Quatre organisations étaient réunies pour l'occasion : la Confédération paysanne, la Fédération des organisations sanitaires apicoles départementales (FNOSAD), le Syndicat national de l'apiculture (SNA) et l'Union nationale de l'apiculture française (Unaf).

« Est-ce qu'un éleveur de vaches allaitantes accepterait de perdre la moitié de son cheptel chaque année ? », a proclamé Jean Sabench, de la Confédération paysanne. Face à la mortalité alarmante des abeilles, les apiculteurs demandent l'interdiction totale des néonicotinoïdes, jugeant insuffisant le moratoire de deux ans de trois substances actives sur un nombre restreint de cultures. Ils demandent également un renforcement de la mention « abeille », attribuée selon eux à un trop grand nombre de produits nocifs.

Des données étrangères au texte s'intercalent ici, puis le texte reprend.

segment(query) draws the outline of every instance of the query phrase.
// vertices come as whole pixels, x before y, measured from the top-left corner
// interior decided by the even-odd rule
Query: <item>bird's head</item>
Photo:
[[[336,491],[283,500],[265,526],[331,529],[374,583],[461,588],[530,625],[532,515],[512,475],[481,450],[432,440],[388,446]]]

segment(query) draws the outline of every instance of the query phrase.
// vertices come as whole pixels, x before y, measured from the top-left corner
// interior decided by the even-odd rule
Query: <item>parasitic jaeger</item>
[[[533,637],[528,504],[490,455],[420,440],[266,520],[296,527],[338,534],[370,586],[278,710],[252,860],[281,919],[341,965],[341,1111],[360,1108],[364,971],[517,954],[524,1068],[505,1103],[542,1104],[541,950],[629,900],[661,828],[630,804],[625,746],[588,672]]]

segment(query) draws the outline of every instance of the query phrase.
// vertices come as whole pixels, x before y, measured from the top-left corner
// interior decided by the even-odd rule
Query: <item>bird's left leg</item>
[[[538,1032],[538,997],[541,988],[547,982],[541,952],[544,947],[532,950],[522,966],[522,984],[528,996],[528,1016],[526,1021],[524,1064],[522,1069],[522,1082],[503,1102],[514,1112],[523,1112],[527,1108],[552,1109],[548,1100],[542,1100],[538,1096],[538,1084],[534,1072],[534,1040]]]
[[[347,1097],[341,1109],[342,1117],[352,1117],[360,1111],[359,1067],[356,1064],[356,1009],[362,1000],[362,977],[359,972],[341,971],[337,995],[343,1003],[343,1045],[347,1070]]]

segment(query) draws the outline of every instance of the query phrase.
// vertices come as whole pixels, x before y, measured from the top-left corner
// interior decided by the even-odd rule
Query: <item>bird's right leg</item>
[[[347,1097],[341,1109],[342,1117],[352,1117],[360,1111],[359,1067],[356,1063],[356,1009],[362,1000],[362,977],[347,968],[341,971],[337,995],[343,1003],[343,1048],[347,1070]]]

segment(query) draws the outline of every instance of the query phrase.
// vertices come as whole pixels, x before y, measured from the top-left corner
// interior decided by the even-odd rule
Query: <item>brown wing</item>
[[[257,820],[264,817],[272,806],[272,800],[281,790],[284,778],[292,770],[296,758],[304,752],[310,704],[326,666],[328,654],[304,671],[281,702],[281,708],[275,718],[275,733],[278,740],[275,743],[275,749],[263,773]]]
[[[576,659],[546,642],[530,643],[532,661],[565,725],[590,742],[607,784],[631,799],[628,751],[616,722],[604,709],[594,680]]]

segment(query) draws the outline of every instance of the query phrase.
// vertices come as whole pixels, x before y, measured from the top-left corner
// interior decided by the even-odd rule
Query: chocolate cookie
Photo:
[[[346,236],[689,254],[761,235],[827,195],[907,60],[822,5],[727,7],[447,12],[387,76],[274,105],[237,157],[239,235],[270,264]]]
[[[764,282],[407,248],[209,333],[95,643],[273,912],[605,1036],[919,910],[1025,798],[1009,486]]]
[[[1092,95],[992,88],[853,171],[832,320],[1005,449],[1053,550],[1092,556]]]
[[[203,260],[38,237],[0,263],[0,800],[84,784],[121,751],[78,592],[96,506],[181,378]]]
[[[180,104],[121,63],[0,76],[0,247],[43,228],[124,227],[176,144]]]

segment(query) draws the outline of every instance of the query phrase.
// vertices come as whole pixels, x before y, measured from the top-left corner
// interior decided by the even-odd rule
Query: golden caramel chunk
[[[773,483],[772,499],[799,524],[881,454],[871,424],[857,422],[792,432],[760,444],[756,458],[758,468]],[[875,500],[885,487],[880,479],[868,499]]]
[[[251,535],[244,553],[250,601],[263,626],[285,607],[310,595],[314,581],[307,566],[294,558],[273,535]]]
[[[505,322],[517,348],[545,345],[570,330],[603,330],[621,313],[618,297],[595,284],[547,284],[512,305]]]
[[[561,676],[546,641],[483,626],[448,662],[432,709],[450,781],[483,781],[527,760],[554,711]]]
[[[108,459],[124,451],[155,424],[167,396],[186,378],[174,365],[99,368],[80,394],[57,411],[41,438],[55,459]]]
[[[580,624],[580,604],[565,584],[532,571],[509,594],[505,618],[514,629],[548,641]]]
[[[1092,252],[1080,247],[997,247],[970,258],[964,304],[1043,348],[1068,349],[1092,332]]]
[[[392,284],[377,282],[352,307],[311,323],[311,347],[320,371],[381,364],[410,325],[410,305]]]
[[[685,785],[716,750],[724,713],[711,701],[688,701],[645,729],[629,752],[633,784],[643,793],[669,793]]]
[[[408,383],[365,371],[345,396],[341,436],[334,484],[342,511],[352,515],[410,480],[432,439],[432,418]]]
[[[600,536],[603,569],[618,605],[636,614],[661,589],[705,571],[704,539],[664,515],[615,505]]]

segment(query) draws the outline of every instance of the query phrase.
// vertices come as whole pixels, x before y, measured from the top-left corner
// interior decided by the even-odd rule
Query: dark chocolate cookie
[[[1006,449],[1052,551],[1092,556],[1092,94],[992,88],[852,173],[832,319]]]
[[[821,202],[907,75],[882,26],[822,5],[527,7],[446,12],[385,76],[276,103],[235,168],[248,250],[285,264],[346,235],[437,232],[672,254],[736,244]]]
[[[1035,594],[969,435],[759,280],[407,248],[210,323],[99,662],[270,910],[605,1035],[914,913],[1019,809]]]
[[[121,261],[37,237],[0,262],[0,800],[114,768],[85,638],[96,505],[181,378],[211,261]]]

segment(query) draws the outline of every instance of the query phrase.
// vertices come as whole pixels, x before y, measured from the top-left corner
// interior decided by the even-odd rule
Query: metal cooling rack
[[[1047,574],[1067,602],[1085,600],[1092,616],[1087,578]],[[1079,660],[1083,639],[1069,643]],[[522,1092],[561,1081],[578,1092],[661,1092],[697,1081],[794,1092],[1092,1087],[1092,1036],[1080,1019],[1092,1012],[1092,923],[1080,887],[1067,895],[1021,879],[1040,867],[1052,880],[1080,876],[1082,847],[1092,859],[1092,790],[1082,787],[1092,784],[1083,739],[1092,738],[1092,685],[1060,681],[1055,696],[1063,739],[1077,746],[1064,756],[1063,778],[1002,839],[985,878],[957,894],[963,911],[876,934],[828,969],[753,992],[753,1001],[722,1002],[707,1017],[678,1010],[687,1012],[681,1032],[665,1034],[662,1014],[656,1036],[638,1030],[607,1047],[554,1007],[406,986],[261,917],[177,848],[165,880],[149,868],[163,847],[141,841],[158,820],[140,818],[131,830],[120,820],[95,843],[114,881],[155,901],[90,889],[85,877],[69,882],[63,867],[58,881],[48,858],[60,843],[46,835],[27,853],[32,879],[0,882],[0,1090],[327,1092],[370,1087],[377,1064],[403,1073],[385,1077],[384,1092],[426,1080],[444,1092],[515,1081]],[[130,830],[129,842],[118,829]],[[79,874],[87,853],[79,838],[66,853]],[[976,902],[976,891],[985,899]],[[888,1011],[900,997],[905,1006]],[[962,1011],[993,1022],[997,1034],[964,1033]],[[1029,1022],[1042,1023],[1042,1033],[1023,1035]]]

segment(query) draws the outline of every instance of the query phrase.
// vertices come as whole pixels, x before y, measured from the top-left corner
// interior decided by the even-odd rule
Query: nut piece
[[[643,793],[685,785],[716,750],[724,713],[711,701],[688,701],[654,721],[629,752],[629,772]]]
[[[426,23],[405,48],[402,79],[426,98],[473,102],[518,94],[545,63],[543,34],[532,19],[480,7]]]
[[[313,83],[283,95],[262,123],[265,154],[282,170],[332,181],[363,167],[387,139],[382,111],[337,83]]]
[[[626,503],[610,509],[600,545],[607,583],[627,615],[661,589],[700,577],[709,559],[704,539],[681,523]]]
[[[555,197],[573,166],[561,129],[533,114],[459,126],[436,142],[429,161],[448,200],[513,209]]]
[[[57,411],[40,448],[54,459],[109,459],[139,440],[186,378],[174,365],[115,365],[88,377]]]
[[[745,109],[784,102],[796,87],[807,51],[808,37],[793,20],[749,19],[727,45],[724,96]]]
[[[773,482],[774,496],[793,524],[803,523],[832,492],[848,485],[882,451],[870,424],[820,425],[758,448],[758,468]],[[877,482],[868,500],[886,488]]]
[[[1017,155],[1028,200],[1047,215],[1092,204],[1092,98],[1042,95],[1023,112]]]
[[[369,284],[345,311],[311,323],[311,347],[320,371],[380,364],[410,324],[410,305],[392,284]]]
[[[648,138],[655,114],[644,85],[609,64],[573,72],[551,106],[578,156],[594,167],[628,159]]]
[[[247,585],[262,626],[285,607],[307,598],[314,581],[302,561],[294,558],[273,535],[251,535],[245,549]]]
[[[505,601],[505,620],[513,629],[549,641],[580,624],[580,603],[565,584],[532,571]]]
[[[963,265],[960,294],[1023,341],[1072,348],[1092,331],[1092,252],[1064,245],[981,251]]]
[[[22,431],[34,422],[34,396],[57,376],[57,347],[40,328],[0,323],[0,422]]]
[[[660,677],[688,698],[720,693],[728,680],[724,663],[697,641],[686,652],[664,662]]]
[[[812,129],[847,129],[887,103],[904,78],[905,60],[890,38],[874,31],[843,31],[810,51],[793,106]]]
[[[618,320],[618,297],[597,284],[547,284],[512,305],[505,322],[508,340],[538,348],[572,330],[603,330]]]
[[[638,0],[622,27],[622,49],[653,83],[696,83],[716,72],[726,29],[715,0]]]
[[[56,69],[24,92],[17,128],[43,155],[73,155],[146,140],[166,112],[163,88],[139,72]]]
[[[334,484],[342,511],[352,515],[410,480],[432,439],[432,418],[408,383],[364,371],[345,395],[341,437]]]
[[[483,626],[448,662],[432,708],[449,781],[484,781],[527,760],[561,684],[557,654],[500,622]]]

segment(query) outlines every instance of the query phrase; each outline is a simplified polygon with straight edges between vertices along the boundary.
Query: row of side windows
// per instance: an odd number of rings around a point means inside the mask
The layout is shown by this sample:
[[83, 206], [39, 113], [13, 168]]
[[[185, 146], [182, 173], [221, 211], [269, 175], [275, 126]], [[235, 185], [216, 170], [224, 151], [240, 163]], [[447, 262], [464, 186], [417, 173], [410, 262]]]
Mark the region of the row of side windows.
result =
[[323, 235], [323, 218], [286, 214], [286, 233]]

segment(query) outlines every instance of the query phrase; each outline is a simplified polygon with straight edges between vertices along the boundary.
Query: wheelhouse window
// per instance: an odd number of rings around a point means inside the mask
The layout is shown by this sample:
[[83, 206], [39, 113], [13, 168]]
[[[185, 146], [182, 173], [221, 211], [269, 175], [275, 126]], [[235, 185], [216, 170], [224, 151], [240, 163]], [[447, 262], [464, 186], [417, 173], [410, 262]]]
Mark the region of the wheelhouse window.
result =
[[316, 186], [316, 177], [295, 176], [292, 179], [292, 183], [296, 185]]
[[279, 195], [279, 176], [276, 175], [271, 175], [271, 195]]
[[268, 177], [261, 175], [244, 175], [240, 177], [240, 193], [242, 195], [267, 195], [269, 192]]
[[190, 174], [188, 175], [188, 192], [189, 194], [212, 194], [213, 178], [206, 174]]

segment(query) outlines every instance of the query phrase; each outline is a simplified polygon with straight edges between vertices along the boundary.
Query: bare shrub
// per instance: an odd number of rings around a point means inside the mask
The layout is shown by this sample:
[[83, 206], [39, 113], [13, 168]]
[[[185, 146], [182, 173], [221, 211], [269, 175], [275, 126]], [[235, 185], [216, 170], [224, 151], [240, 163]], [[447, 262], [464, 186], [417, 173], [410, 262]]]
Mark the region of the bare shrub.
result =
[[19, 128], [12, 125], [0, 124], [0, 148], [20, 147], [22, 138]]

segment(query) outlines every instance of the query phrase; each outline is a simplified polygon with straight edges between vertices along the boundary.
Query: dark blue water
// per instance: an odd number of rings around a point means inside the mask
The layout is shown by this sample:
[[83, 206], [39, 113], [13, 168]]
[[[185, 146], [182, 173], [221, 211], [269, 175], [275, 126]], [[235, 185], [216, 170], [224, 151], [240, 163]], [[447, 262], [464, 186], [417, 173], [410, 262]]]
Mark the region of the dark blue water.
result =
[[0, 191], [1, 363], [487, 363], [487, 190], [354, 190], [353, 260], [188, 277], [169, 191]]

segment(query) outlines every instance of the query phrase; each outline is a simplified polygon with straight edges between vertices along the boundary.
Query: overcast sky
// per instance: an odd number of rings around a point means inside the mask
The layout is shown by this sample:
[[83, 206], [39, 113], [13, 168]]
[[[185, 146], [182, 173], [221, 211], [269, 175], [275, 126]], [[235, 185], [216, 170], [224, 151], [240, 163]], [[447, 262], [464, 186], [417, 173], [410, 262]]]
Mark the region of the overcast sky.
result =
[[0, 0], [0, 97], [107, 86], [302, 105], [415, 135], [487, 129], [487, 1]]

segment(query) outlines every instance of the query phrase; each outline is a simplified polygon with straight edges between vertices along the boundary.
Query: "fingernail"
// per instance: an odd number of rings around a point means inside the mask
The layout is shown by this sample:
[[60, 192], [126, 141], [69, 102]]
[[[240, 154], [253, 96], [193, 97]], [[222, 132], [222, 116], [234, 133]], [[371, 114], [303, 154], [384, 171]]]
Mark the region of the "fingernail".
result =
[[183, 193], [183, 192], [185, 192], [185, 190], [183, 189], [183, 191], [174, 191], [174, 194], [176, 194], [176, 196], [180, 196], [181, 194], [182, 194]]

« La parole des apiculteurs doit être entendue pour qu'ils puissent décider eux-mêmes de leur avenir », a insisté Henri Clément, porte-parole de l'Unaf, regrettant que les apiculteurs soient minoritaires dans le Comité stratégique apicole.

Les manifestants dénonçaient également les incohérences du plan de développement durable de l'apiculture, qui soutient l'installation de jeunes apiculteurs. « Un plan de développement durable de l'agriculture dans une ambiance de pesticides, ce n'est pas possible. Quand ils nous demandent de doubler la production de miel, ils se foutent de nous », s'est énervé Jean Sabench.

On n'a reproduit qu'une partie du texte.